Statistical Analyses

Detailed statistical methods are presented in Supplementary Materials and Methods. Briefly, after quality assessment,20 adapter removal,21 and sequence mapping,22 differential miRNA expression assessment was carried out using the Bioconductor package edgeR.23 Benjamini and Hochberg's24 correction was applied to ensure a false discovery rate (FDR) below 1% and those miRNAs meeting this criterion and with a fold change >2 or <0.5 were considered for further analysis.

For 38 samples of tumor set 1 (see Supplementary Table S1), mRNA expression data were available from previous studies.10 Taking advantage of the available data from mRNA and miRNA expression from the same tumors, MirRGate, a specific tool for miRNA targets' identification, was used for target prediction (http://mirgate.bioinfo.cnio.es/API/). The miRNA was considered regulatory if its expression was negatively correlated with that of the target mRNA as assessed by Pearson's correlation test.

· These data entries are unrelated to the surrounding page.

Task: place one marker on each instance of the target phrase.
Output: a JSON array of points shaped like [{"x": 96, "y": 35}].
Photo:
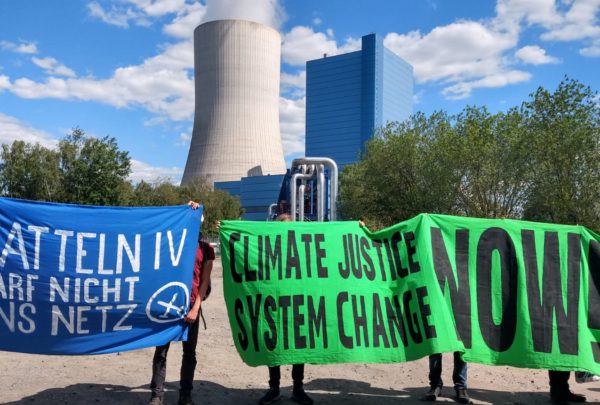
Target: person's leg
[
  {"x": 583, "y": 377},
  {"x": 159, "y": 371},
  {"x": 299, "y": 395},
  {"x": 559, "y": 388},
  {"x": 272, "y": 394},
  {"x": 435, "y": 377},
  {"x": 188, "y": 365},
  {"x": 435, "y": 370},
  {"x": 274, "y": 377},
  {"x": 459, "y": 377}
]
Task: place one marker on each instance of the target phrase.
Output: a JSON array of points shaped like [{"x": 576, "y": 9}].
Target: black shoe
[
  {"x": 565, "y": 397},
  {"x": 155, "y": 401},
  {"x": 300, "y": 396},
  {"x": 462, "y": 397},
  {"x": 186, "y": 399},
  {"x": 432, "y": 394},
  {"x": 271, "y": 396}
]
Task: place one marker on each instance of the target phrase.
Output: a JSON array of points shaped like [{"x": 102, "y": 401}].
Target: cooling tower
[{"x": 236, "y": 122}]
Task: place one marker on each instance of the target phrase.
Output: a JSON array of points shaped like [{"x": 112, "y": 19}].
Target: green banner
[{"x": 508, "y": 292}]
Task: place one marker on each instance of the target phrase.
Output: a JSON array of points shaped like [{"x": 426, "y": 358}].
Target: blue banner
[{"x": 89, "y": 280}]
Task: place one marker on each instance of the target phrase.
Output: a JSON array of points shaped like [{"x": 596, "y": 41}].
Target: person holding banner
[
  {"x": 298, "y": 393},
  {"x": 205, "y": 255},
  {"x": 559, "y": 388},
  {"x": 459, "y": 377}
]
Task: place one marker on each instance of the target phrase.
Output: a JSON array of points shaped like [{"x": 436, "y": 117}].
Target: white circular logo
[{"x": 170, "y": 302}]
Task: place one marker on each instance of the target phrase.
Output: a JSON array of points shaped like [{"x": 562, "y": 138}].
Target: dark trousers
[
  {"x": 459, "y": 375},
  {"x": 188, "y": 365},
  {"x": 297, "y": 376},
  {"x": 559, "y": 380}
]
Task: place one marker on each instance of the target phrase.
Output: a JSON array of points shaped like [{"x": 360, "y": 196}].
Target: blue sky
[{"x": 124, "y": 68}]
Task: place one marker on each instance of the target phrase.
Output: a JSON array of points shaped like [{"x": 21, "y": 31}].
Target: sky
[{"x": 124, "y": 68}]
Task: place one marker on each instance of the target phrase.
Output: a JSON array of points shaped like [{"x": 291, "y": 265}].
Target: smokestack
[{"x": 236, "y": 122}]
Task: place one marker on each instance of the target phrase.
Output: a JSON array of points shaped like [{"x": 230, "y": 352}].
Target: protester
[
  {"x": 200, "y": 284},
  {"x": 459, "y": 375},
  {"x": 583, "y": 377},
  {"x": 559, "y": 388},
  {"x": 298, "y": 393}
]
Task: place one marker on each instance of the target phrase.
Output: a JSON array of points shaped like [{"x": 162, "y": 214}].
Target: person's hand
[{"x": 191, "y": 316}]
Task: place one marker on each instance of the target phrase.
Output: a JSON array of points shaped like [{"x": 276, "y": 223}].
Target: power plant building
[
  {"x": 236, "y": 123},
  {"x": 349, "y": 96}
]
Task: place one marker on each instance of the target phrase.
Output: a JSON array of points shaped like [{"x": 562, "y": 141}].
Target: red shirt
[{"x": 204, "y": 252}]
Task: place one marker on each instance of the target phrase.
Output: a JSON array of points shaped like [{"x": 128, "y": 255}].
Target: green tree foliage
[
  {"x": 540, "y": 161},
  {"x": 563, "y": 133},
  {"x": 30, "y": 172},
  {"x": 87, "y": 170},
  {"x": 218, "y": 204},
  {"x": 93, "y": 170}
]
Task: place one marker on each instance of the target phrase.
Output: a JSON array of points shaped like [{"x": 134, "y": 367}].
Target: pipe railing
[{"x": 333, "y": 186}]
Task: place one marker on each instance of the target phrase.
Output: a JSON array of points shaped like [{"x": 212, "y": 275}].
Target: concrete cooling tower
[{"x": 236, "y": 123}]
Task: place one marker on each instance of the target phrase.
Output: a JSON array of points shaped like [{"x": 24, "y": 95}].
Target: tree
[
  {"x": 402, "y": 173},
  {"x": 539, "y": 162},
  {"x": 218, "y": 204},
  {"x": 29, "y": 171},
  {"x": 92, "y": 170},
  {"x": 563, "y": 129},
  {"x": 491, "y": 161}
]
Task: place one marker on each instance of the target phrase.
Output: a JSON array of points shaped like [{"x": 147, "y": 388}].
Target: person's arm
[{"x": 192, "y": 315}]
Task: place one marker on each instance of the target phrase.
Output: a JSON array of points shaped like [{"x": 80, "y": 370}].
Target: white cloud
[
  {"x": 303, "y": 43},
  {"x": 158, "y": 8},
  {"x": 23, "y": 47},
  {"x": 144, "y": 171},
  {"x": 186, "y": 21},
  {"x": 184, "y": 138},
  {"x": 534, "y": 55},
  {"x": 532, "y": 12},
  {"x": 591, "y": 51},
  {"x": 293, "y": 85},
  {"x": 579, "y": 22},
  {"x": 12, "y": 129},
  {"x": 4, "y": 82},
  {"x": 162, "y": 84},
  {"x": 463, "y": 89},
  {"x": 291, "y": 120},
  {"x": 458, "y": 51},
  {"x": 118, "y": 15},
  {"x": 568, "y": 20},
  {"x": 52, "y": 67}
]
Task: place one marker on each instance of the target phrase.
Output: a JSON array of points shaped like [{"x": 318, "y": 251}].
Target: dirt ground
[{"x": 222, "y": 379}]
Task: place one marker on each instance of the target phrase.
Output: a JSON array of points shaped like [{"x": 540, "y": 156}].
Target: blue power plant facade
[{"x": 349, "y": 96}]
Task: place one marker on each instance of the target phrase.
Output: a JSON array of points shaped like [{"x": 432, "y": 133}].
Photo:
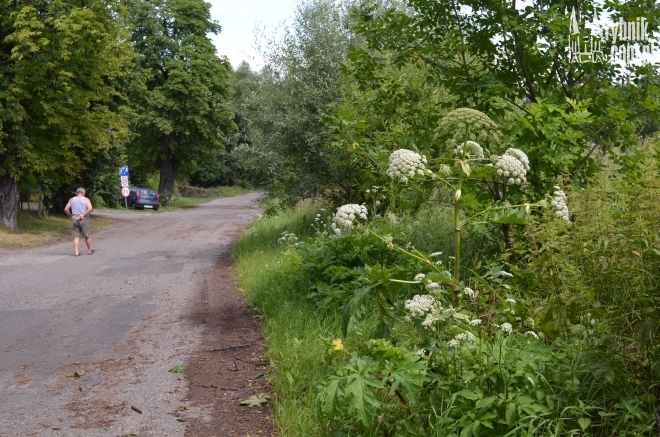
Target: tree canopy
[
  {"x": 59, "y": 63},
  {"x": 183, "y": 115}
]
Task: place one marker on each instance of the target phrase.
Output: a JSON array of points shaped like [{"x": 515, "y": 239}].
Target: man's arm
[{"x": 67, "y": 208}]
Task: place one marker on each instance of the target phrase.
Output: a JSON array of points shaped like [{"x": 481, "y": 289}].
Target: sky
[{"x": 239, "y": 19}]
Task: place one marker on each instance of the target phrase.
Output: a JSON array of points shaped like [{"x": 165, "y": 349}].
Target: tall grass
[
  {"x": 39, "y": 231},
  {"x": 291, "y": 327}
]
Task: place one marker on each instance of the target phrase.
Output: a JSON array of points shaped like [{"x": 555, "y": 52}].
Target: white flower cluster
[
  {"x": 421, "y": 304},
  {"x": 559, "y": 204},
  {"x": 513, "y": 166},
  {"x": 444, "y": 170},
  {"x": 469, "y": 149},
  {"x": 406, "y": 164},
  {"x": 346, "y": 216},
  {"x": 428, "y": 308},
  {"x": 287, "y": 238}
]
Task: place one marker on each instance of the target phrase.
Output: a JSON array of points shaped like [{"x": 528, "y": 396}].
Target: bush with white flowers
[
  {"x": 405, "y": 164},
  {"x": 559, "y": 204},
  {"x": 347, "y": 215},
  {"x": 513, "y": 167}
]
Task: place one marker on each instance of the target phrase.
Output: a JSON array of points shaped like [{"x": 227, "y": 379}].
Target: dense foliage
[
  {"x": 78, "y": 80},
  {"x": 183, "y": 116},
  {"x": 60, "y": 105},
  {"x": 486, "y": 273}
]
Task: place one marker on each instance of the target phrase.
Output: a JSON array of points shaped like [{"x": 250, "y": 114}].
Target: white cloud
[{"x": 238, "y": 21}]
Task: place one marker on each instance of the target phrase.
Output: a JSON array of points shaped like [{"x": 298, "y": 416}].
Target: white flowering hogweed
[
  {"x": 347, "y": 215},
  {"x": 559, "y": 204},
  {"x": 513, "y": 166},
  {"x": 405, "y": 164}
]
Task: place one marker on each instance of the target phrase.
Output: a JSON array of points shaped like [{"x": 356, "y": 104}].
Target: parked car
[{"x": 142, "y": 198}]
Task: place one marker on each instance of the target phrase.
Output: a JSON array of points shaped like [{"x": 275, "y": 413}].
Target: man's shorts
[{"x": 80, "y": 228}]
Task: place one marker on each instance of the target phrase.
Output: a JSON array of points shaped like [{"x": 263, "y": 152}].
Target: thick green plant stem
[{"x": 457, "y": 233}]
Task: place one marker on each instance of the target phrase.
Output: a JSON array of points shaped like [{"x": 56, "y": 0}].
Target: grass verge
[
  {"x": 292, "y": 329},
  {"x": 36, "y": 232}
]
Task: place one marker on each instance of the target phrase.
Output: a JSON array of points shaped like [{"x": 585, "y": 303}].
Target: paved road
[{"x": 84, "y": 339}]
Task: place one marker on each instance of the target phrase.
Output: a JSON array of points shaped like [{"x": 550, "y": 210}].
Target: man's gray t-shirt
[{"x": 78, "y": 205}]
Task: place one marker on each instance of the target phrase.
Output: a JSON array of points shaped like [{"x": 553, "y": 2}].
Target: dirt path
[{"x": 86, "y": 342}]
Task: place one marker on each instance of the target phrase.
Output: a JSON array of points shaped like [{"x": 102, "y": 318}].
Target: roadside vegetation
[
  {"x": 482, "y": 250},
  {"x": 39, "y": 231}
]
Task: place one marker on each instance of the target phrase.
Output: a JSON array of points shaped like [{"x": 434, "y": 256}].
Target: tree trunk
[
  {"x": 9, "y": 199},
  {"x": 169, "y": 168},
  {"x": 40, "y": 205}
]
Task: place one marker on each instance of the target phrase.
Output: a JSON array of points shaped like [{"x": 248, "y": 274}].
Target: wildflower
[
  {"x": 421, "y": 304},
  {"x": 405, "y": 164},
  {"x": 444, "y": 170},
  {"x": 513, "y": 166},
  {"x": 346, "y": 215},
  {"x": 454, "y": 343},
  {"x": 337, "y": 344},
  {"x": 429, "y": 320},
  {"x": 465, "y": 337},
  {"x": 469, "y": 149},
  {"x": 559, "y": 204},
  {"x": 287, "y": 238},
  {"x": 533, "y": 334},
  {"x": 506, "y": 328}
]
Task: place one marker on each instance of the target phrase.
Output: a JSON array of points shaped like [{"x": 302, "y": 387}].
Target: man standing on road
[{"x": 78, "y": 209}]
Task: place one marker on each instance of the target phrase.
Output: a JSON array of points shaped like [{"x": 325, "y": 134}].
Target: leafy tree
[
  {"x": 513, "y": 63},
  {"x": 183, "y": 113},
  {"x": 287, "y": 153},
  {"x": 58, "y": 105}
]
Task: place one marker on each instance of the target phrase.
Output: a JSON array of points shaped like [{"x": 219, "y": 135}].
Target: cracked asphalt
[{"x": 86, "y": 342}]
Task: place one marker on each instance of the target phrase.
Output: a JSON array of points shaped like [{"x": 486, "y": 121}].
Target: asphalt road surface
[{"x": 86, "y": 342}]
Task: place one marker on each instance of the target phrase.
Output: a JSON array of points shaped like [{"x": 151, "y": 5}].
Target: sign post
[{"x": 123, "y": 177}]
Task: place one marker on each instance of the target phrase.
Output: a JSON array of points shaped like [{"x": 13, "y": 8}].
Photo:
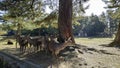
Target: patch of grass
[{"x": 93, "y": 41}]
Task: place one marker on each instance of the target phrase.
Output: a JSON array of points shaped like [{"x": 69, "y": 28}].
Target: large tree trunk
[
  {"x": 116, "y": 41},
  {"x": 65, "y": 20}
]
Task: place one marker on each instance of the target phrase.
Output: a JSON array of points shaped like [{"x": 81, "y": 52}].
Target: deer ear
[{"x": 69, "y": 38}]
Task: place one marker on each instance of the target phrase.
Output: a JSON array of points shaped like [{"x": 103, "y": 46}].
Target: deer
[
  {"x": 22, "y": 42},
  {"x": 55, "y": 48},
  {"x": 36, "y": 42}
]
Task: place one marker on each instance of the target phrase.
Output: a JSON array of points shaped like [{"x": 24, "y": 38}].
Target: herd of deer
[{"x": 38, "y": 43}]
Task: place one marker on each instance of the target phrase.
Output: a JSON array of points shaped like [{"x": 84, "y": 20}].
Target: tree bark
[
  {"x": 65, "y": 20},
  {"x": 116, "y": 41}
]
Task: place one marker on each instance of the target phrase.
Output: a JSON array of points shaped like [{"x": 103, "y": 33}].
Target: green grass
[{"x": 93, "y": 41}]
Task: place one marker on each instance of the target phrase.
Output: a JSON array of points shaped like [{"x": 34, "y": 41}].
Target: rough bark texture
[
  {"x": 65, "y": 20},
  {"x": 116, "y": 41}
]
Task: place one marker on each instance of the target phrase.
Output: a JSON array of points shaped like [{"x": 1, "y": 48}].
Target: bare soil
[{"x": 94, "y": 54}]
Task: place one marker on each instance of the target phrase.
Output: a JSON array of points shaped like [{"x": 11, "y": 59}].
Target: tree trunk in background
[
  {"x": 18, "y": 32},
  {"x": 65, "y": 20},
  {"x": 116, "y": 41}
]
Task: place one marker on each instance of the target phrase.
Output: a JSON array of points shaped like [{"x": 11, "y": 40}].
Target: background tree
[{"x": 116, "y": 15}]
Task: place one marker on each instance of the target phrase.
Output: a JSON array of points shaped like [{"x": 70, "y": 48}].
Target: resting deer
[
  {"x": 36, "y": 42},
  {"x": 55, "y": 48},
  {"x": 22, "y": 42}
]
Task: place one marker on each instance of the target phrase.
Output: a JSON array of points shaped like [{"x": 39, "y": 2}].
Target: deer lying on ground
[
  {"x": 22, "y": 42},
  {"x": 36, "y": 42},
  {"x": 55, "y": 48}
]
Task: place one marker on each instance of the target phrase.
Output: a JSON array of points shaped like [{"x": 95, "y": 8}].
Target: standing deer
[{"x": 22, "y": 42}]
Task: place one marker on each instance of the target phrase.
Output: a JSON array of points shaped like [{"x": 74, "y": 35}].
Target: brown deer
[
  {"x": 22, "y": 42},
  {"x": 36, "y": 42},
  {"x": 55, "y": 48}
]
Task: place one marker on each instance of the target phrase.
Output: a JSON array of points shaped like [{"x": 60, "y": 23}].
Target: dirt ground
[{"x": 94, "y": 54}]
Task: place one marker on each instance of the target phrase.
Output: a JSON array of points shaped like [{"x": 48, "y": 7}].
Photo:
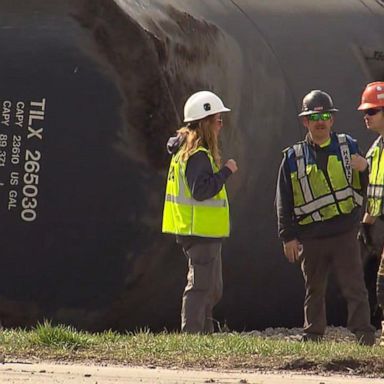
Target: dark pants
[
  {"x": 342, "y": 254},
  {"x": 380, "y": 293},
  {"x": 204, "y": 287}
]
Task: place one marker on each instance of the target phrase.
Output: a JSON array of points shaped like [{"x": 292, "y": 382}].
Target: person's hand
[
  {"x": 359, "y": 163},
  {"x": 231, "y": 164},
  {"x": 365, "y": 235},
  {"x": 292, "y": 250}
]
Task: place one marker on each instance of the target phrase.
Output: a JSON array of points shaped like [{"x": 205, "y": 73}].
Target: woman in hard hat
[{"x": 196, "y": 206}]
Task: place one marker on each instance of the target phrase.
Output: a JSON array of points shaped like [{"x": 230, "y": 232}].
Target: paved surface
[{"x": 90, "y": 374}]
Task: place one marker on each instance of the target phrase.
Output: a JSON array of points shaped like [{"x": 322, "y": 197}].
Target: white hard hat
[{"x": 202, "y": 104}]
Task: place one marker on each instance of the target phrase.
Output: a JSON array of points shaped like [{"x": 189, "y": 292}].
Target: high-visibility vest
[
  {"x": 375, "y": 192},
  {"x": 183, "y": 215},
  {"x": 316, "y": 199}
]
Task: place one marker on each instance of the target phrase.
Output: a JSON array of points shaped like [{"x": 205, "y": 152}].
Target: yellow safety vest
[
  {"x": 183, "y": 215},
  {"x": 375, "y": 192},
  {"x": 314, "y": 198}
]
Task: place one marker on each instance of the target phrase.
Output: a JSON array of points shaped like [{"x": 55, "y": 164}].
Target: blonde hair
[{"x": 200, "y": 133}]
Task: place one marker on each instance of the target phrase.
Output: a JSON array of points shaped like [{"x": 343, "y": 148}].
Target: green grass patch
[{"x": 222, "y": 351}]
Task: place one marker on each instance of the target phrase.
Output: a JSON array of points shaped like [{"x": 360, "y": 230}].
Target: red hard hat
[{"x": 373, "y": 96}]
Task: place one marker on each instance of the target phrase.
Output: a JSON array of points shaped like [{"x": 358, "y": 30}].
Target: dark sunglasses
[
  {"x": 320, "y": 116},
  {"x": 372, "y": 111}
]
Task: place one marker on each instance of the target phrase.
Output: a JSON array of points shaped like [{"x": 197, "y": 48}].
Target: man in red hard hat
[{"x": 372, "y": 106}]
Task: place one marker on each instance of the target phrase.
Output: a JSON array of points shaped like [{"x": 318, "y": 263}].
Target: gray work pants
[
  {"x": 342, "y": 254},
  {"x": 204, "y": 287}
]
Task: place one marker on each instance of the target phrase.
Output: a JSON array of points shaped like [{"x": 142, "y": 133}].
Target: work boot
[
  {"x": 365, "y": 338},
  {"x": 311, "y": 337}
]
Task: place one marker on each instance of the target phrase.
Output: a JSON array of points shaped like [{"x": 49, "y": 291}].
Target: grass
[{"x": 221, "y": 351}]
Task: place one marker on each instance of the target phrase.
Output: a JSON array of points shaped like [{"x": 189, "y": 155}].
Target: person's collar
[{"x": 309, "y": 140}]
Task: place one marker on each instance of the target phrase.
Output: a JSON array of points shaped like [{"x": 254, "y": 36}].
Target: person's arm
[
  {"x": 203, "y": 183},
  {"x": 284, "y": 209}
]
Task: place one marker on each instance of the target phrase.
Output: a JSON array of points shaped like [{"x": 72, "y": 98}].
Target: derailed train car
[{"x": 91, "y": 90}]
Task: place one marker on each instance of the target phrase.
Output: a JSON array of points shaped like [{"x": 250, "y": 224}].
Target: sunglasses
[
  {"x": 320, "y": 116},
  {"x": 371, "y": 111}
]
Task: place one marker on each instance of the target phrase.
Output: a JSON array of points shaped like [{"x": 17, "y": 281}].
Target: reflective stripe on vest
[
  {"x": 375, "y": 191},
  {"x": 312, "y": 205},
  {"x": 304, "y": 183}
]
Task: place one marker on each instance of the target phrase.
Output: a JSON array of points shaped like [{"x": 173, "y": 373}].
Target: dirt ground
[{"x": 49, "y": 373}]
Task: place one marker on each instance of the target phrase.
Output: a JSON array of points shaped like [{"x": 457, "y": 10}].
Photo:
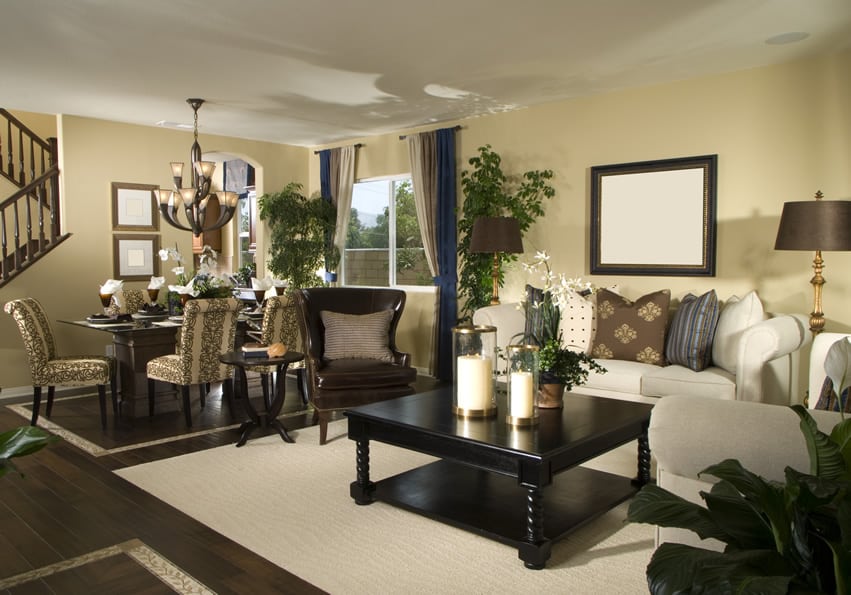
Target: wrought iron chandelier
[{"x": 195, "y": 198}]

For recurrence-free survival analysis, a shrinking LASSO regression applied via the R package ‘glmnet’ (v.1.9–8)25 was used for variable selection. Recurrence-free survival was defined as the time between initial diagnosis and relapse or death due to the disease, with observations censored at the last follow-up if no event had occurred. MiRNA covariates for which the estimated corresponding regression coefficient (β) did not shrink to zero (β≠0) were considered active coefficients, and evaluated in further steps. An exploratory univariate Cox regression was carried out for these miRNA covariates using the ‘survival’ package in R (v.2.37–7). Those with FDR<0.05 were considered statistically significant, and evaluated in the multivariate Cox regression model. A signature score (SScore) representative of the signature expression for each sample was calculated as the sum of each miRNA expression level multiplied by the value of the coefficient obtained in the LASSO regression (β). The median value of the SScore was used to stratify tumors into two groups: high risk and low risk. The final multivariate Cox proportional hazards model was established with a miRNA signature expression based on the goodness of the fit by the Akaike Information Criteria (AIC) along with all remaining covariates, adjusting for the following confounding variables: histological subtype, tumor stage, gender, and age at diagnosis.

Results

MiRNA Sequencing Reveals Differential miRNAs Expression Patterns Among Thyroid Tumors

Altogether, data from 127 thyroid tumors including 26 follicular adenomas, 23 follicular carcinomas and 78 papillary carcinomas and 17 normal tissues were generated using next-generation miRNA sequencing. However, since slightly different extraction methods were used for the two tumor sets (see Materials and Methods section), we analyzed them separately, in order to avoid the introduction of technical bias in the results. Tumor set 1 was chosen as discovery series in part because expression profiling data were also available. Tumor set 2 was used to validate results from tumor set 1. The histopathological and mutational characteristics of both tumor sets are summarized in Table 1 (for further information, see Supplementary Table S1).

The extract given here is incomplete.